House building figures show huge jump in starts and completions
There were two big boosts in the numbers released today for house builders.
First, the latest Government data on homes built in England are by far the best for more than a year with a massive leap in the quarter to June.
Second, gross mortgage lending in July was up 26% on June, according to the Council of Mortgage Lenders.
These figures suggest a continued and reasonably strong improvement in both the housing market and in house building.
But, as I am sure will be in the minds of most house builders, we are a long way from out of the woods.
And the figures, particularly those for house building, should be treated with great caution. Here’s why…
The June quarter figures for homes completed in England show a massive upswing, as do the figures for homes started. On the face of it the graph suggests a rapid bounce back in workload in house building.
If you just take the completions figures you could be forgiven for thinking activity was back to the levels seen in the boom years of the mid noughties.

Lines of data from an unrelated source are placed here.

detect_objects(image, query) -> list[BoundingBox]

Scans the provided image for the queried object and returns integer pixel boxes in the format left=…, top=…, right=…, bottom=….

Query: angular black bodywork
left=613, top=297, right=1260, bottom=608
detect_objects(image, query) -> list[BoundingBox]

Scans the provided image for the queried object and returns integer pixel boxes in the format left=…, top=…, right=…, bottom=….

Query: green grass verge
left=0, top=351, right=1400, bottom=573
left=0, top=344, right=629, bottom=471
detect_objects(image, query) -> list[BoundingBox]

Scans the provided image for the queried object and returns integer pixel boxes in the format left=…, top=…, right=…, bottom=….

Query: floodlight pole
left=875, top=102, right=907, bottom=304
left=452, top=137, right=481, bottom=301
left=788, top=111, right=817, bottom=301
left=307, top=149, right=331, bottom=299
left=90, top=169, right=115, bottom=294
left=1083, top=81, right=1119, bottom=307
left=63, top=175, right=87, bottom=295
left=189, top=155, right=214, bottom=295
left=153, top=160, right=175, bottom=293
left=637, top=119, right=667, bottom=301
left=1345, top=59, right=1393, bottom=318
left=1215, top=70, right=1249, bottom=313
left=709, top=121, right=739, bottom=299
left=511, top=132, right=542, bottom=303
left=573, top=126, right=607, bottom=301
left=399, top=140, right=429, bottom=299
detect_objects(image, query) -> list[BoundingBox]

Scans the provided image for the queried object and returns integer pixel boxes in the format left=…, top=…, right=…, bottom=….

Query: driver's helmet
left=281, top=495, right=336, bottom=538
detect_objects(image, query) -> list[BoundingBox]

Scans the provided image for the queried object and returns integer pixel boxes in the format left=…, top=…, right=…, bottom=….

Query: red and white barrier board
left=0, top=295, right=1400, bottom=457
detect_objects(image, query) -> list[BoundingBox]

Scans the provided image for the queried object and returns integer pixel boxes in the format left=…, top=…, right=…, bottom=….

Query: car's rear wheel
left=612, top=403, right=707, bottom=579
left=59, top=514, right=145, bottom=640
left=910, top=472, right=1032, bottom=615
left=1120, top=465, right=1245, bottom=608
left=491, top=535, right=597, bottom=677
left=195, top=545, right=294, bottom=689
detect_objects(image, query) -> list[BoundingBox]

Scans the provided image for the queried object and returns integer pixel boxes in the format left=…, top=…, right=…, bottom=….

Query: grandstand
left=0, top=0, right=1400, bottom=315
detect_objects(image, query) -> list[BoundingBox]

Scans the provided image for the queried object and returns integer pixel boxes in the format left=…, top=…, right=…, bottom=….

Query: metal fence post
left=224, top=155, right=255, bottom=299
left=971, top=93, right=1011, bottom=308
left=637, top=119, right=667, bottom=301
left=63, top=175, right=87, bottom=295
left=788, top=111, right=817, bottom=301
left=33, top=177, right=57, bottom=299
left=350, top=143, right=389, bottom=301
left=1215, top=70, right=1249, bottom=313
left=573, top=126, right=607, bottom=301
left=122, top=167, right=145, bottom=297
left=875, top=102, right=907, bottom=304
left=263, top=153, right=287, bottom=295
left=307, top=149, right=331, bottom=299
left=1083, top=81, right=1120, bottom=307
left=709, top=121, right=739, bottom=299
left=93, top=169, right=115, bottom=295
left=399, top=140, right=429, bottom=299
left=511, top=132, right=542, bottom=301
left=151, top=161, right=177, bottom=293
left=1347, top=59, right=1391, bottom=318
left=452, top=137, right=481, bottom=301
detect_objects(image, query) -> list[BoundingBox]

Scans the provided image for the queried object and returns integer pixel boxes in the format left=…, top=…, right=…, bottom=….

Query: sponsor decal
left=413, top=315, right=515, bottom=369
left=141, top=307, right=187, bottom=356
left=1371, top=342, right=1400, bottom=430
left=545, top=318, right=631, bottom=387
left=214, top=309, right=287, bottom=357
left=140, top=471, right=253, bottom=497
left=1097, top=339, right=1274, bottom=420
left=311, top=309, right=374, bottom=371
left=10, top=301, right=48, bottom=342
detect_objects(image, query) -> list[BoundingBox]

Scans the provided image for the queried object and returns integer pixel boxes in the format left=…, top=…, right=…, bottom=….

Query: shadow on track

Certainly if the number of completions is at the same level in the second half of the year as in the first then the forecasters will have been unduly pessimistic.
Once you add in Scotland and Wales we would be looking at completions in the range of 160,000 plus. That is about 20% more than the Construction Products Association is looking at.
But before we get too carried away, house building is the bit that happens between the starts and the completions. And here is where things start to get a bit more complicated.
The figure for completions in the second quarter, set on its own, looks rather odd. How come when starts had been so low do we have completions so high? Why had we not noticed a surge in workload in the house building sector?
The likely explanation is that mothballed schemes, many of them nearly finished flats, were completed in the quarter, having stood pretty much idle for some months. This would require relatively little work for each completion.
However, the pipeline is now running rather dry. Work in progress will have been run down quite markedly as house builders destocked. And starts are just beginning to rise.
This rather points to a reduction in the numbers of completions in the third quarter, and perhaps a pretty flat set of final quarter figures.
It is hard to know exactly where they will end up but 160,000 may still be rather optimistic. Who knows?
It is definitely not time to “party on”, though it may be time to enjoy the breathing space granted.
And perhaps it is also worth reflecting on the how much worse it might have been in the house building world had piles of cash not been thrown at the problem.
But for all that there is need for caution, I stick by the view I have held since the spring that if it is growth you want it is worth taking another look at house building.
One thought on “House building figures show huge jump in starts and completions”
Brian
That’s a sensible view of cautious optimism.
I would add that:
– The effect of the Building Regulations revisions in three stages identified in the Code for Sustainable Homes, 2010, 2013, and 2106 will probably cause some cautious experimentation among house builders as they restructure their supply chains and reinvent their pattern books.
– The House Builders are largely managers, and they can deal with a reduced level of annual production far easier than can the materials manufacturers
– The market for homes is being changed to one of eco-homes. That might suggest that House builders are less interested in volume and are happy to hover around the 100,000 a year for a more luxury suburban product, rather than continue with the 200,000 urban market they had got into between 1997 and 2007
– That means a PERMANENT reduction in demand for construction materials for new build housing, although units completed may sell handsomely
– The sales prices should be good, because housebuilding will be running well behind the demographic demand of 290,000 for new households (NHPAU) and the ignored need to replace the existing housing stock at a rate of 1% per year, or another 260,000 (audacity)
– The existing housing market is already inflating because if the failure to produce over 500,000 homes a year for more than the decade of the “Brown Bubble”. The CML will be really pleased about this of course
– The money that you say has been thrown at quantative easing of the mortgage market has averted a collapse in house prices to anything that could be called affordable in low wage Britain. From here a second “Brown Bubble” is ensured. House price inflation on EXISTING housing stock will mean that House Builders can reinvent their production to make a fewer number of luxury eco-homes for the equity rich cashing in their inflated existing home. They will also take what they can get from the HCA and subsidised “affordable” housing, perhaps as a leasehold offer with the HCA retaining the land.
– So welcome to a two track house building sector. perhaps around 30,000 heavily subsidised eco-homes for the low paid, built more as a middle class job creation scheme for housing association managers. The remainder of around 100,000 total as privately built luxury eco-homes up to and beyond the realisation of the Zero-Carbon policy of the CSH in 2016.
– And of course an electoral victory for Brown’s New Labour, paid for by quantative easing, and paid for by everyone both politically and economically after the election. The Conservatives have muffed their proposed “new localist” planning policies, and they will find little support from anyone when the time comes to vote.